I have to admit I became a bit of a weenie. Cold was seldom a problem. I continued to play outside when I could, and I continued to sweat profusely while sitting still at school, in the fall and spring. But I also enjoyed walking into our air conditioned house and cooling off. At some point a new car was bought that had air conditioning.

In school I never, ever had air conditioning. Not in grade school, not in high school, not in college.

But in the winter of 1973-74 I ran into a different problem. That was a result of the Arab Oil Embargo. I had no budget for clothing for college (Legendary Father and Legendary Mother had thrown me out of the family), or I should say that working for minimum wage to pay for college made me extremely careful about buying anything. My freshman year I had endured the cold of New England dressed in Florida appropriate clothes. But at least the dorms and classrooms were well heated.

Not so the winter of 1973-74. My college economized. I was cold all the time, in my dorm room and in classrooms. But I did not die, and when Spring rolled around, I had largely acclimatized. My Florida clothes (now becoming rags) were adequate because my body had adapted.

In 1975 the population of the U.S. was about 215 million. The global population was about 4.1 billion.

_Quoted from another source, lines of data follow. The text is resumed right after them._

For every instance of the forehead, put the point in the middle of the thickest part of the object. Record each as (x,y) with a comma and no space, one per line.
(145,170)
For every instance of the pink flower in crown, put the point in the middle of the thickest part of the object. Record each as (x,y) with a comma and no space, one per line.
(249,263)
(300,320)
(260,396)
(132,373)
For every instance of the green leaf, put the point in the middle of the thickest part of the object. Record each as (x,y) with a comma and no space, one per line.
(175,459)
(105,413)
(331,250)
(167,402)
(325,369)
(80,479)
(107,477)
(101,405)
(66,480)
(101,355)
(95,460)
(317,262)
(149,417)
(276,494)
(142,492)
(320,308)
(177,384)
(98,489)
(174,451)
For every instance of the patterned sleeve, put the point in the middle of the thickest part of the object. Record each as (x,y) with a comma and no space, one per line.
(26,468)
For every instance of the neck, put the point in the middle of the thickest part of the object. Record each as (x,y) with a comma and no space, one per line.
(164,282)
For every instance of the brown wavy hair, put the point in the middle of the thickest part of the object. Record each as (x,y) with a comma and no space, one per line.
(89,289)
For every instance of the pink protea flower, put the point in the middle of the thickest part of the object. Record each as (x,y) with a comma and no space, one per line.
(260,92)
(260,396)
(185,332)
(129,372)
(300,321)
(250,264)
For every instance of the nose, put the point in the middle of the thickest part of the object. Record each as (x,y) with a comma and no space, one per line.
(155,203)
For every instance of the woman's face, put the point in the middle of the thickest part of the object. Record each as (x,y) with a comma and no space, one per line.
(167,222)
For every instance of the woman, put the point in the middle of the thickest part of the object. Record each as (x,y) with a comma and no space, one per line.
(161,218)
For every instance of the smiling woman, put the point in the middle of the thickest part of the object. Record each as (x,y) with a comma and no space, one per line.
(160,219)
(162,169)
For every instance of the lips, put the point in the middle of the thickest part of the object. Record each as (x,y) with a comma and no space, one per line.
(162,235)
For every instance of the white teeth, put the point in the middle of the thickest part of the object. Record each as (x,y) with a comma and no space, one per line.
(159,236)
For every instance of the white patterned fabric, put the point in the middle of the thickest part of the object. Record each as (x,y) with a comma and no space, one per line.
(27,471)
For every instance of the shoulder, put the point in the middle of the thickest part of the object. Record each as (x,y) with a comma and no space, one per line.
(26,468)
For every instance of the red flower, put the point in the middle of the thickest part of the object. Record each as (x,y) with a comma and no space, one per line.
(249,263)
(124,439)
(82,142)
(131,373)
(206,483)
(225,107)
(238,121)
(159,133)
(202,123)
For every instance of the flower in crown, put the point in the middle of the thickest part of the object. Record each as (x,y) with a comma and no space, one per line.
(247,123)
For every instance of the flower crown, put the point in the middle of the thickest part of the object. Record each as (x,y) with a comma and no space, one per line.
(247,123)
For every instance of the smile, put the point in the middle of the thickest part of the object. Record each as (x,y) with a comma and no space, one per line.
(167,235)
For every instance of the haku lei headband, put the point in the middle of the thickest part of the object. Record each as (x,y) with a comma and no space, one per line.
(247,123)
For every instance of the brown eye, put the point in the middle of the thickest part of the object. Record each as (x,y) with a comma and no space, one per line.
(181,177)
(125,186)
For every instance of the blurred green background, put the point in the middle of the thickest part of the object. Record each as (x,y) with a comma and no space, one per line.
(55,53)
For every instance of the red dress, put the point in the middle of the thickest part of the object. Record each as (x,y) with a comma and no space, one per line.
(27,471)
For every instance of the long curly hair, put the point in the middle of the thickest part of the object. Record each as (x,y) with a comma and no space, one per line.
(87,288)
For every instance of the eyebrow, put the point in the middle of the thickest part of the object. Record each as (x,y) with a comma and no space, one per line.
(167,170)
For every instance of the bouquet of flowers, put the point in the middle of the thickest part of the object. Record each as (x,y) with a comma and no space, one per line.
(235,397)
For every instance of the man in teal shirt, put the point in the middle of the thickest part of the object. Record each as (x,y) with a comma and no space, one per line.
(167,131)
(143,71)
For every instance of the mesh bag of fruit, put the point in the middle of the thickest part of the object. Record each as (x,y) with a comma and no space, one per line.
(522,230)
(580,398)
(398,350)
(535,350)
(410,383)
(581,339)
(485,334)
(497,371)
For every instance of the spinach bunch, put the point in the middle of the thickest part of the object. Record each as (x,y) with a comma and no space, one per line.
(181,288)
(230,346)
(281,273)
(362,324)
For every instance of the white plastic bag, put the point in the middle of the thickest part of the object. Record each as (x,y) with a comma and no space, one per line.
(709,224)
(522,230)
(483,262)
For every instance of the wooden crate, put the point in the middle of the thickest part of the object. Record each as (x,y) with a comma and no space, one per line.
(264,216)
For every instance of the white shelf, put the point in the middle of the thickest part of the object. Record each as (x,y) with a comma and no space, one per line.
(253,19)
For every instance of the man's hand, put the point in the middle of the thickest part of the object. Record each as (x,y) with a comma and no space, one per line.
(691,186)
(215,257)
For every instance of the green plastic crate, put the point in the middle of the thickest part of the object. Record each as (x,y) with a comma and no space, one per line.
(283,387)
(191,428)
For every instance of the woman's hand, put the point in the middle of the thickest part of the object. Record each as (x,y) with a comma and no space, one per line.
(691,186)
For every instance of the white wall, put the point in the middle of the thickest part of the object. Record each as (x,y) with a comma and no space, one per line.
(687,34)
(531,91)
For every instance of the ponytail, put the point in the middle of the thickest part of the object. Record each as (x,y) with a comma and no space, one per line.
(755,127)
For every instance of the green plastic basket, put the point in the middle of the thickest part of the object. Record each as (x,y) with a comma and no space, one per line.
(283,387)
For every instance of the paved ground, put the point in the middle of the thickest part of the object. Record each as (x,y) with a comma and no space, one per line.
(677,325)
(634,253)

My body had adapted to cold despite spending most of my childhood in Florida. In the meantime, since the start of the Industrial Revolution, America was converting vast amounts of fossil fuel into carbon dioxide. In 1975 Global Warming itself was still somewhat hidden among the ordinary fluctuations of weather, but we, the human race, had built a big ol' Greenhouse by burning fuel to run heaters and air conditions, cars and trucks, factories and armies.

Now political leaders (well, heads of state anyway) are gathered in Paris to pretend to do something about greenhouse gasses and global warming.

Couldn't they just agree to Turn Off the Goddam Air Conditioners! No one on earth had air conditioning until the 20th century. People can acclimatize to heat. They can wear shorts in summer, even at places of business. The first year will be tough, sure, as we get used to sweating again (and other people sweating).

Instead the Air Conditioned Nightmare (Henry Miller's term) is spreading like a cancer on the earth. As soon as people have the dough, they want their first air conditioner. Just like my Legendary Mother.

Sure, do all the other things. But turning off all air conditioners can be done quickly and would have a major impact.

An estimate of the current human population of the United States is 322 million, and of earth is 7.2 billion.

The other important item that should be on the Paris agenda is lowering the human population by setting up a global One Child policy. Half the population would produce only half the environmental problem. But sadly, that idea is not on the agenda. It is not on the agenda of most environmental non-profits, either, because they are afraid of the fundraising repercussions of speaking the real core truth to Power. Better to blow up skirts and reap the rain of donations.